Employment and Training:
Most One-Stop Career Centers Are Taking Multiple Actions to Link Employers and Older Workers
GAO-08-548: Published: Apr 21, 2008. Publicly Released: Apr 21, 2008.
The share of older persons in the U.S. population age 55 and older is projected to increase to 30 percent by 2025 and continue to grow through 2050. At the same time, more older persons are expected to continue working than in the past and, in doing so, may need employment and training services as they make transitions to different jobs and work arrangements. Several factors will contribute to this phenomenon. The number of older Americans and their proportion of the total population are increasing and are expected to continue to increase. Fewer of these older Americans are expected to have the traditional retirements of previous generations and many will continue working for financial or other reasons. At the same time, labor force growth is expected to slow and employers will be faced with a relatively smaller and younger available workforce. As a result, some businesses will need to retain existing older workers or attract additional older workers to meet their workforce needs. The Department of Labor (Labor) has identified one-stop career centers (one-stops) as a means to link older workers with employers through employment and training services. To address the role of one-stops in serving older workers, we examined: (1) Labor's actions to help one-stops link employers and older workers and (2) one-stops' actions to help employers hire and retain older workers.
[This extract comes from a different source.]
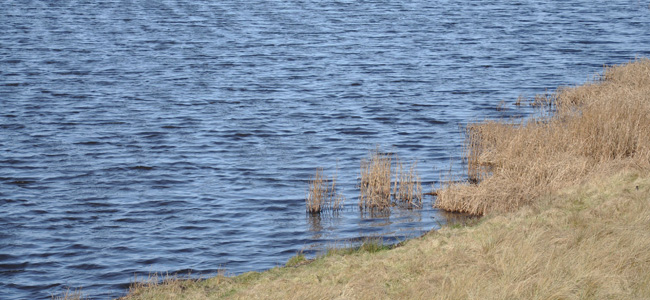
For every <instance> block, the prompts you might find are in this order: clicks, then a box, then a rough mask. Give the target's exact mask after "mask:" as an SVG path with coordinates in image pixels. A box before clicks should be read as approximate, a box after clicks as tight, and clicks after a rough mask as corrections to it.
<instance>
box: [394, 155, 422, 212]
mask: <svg viewBox="0 0 650 300" xmlns="http://www.w3.org/2000/svg"><path fill="white" fill-rule="evenodd" d="M396 169H397V172H396V173H395V182H394V185H393V195H395V200H396V201H398V202H401V203H405V204H407V205H408V206H414V207H422V184H421V182H420V175H419V174H418V172H417V162H414V163H412V164H411V166H410V167H409V169H408V170H407V169H406V168H405V167H404V166H403V165H402V162H401V161H399V159H397V161H396Z"/></svg>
Labor has proposed action steps that one-stops may take to link employers and older workers and has ongoing efforts to promote employment for older workers to a wider audience. While Labor knows little about the results of these efforts, planned evaluations may provide some information on the impact of Workforce Investment Act(WIA) services on older workers. Based on our survey results, we estimate that most one-stops took multiple actions to link employers and older workers. One-stop officials identified some actions as most effective, such as training staff to assist older workers, and often used multifaceted approaches. Several factors--for example, the local economy and how workers' skills match with employers needs--might affect what actions one-stops take to serve older workers. One factor, the performance measure tracking participants' earnings, may create disincentives for serving older workers who are more likely to work part-time, which provides lower wages. We have previously recommended that Labor assess the potential for such disincentives, and we continue to believe that doing so would be worthwhile.